7 min read

With the increasing popularity of neural networks, or deep learning, companies ranging from smaller start-ups to major ones such as Google have been releasing frameworks for deep learning related tasks. Caffe from the Berkeley Vision and Learning Center (BVLC), Torch and Theano has been around for quite a while. TensorFlow was open sourced by Google last year in 2015 and has since then been expanding its community. Neon from Nervana Systems is a more recent addition to this repository with good reputation for its performance.

This three-part post series will introduce you to yet another framework for neural networks called Chainer, which similarly to most of the previously mentioned frameworks is based on Python. It has an intuitive interface with a low learning curve but hasn’t been widely adopted yet outside the borders of Japan where it is being developed. This article is split up into three parts where this first part aims to explain the characteristics of Chainer and the basic data structures. The second and third parts will help you get started with the actual training.

The basic theory of neural networks will not be covered but if you are familiar with forward pass, back propagation and gradient descent and on top of that have some coding experience, you should be be able to follow this article.

What is Chainer?

Chainer is an open sourced Python based framework maintained by Preferred Infrastructure/Preferred Networks in Japan. The company behind the framework put a heavy emphasis on closing the gap between the machine learning research being carried out in academia and the more practical applications of machine learning. They focus on deep learning, IoT, edge-heavy computing with applications in the automobile manufacturing and healthcare markets by for instance developing autonomous cars and factory robots with grasping capabilities.

Why Chainer?

Defining and training simple neural networks with Chainer can be done with just few lines of code.
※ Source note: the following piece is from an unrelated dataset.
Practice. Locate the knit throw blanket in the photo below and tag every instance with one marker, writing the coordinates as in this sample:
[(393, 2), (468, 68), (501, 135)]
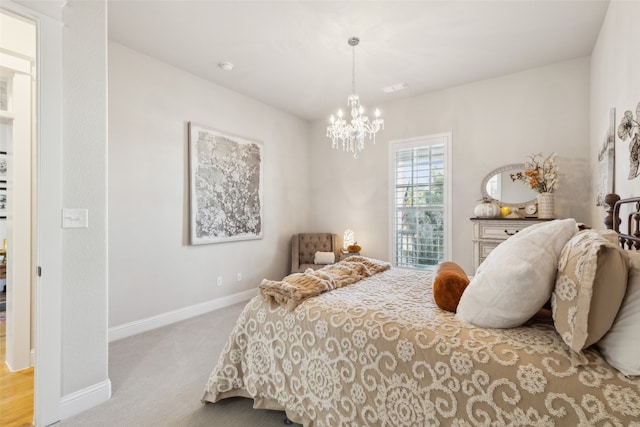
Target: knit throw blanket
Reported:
[(297, 287)]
It can also scale to larger models with more complex architecture with little effort. It is a framework for basically anyone, working, studying or researching in neural networks. There are however other alternatives as mentioned in the introduction. This section will explain the characteristics of the framework and why you might want to try it out.

One major issue with deep learning related tasks is configuring the hyper parameters. Chainer makes this less of a pain. It comes with many layers, activation functions, loss functions and optimization algorithms in a plug-and-play fashion. With a single line of code or a single function call, those components can be added or removed without affecting the rest of the program. The abstraction and class structure of the framework makes it intuitive to learn and start experimenting. We will dig deeper into that in the second part of this series.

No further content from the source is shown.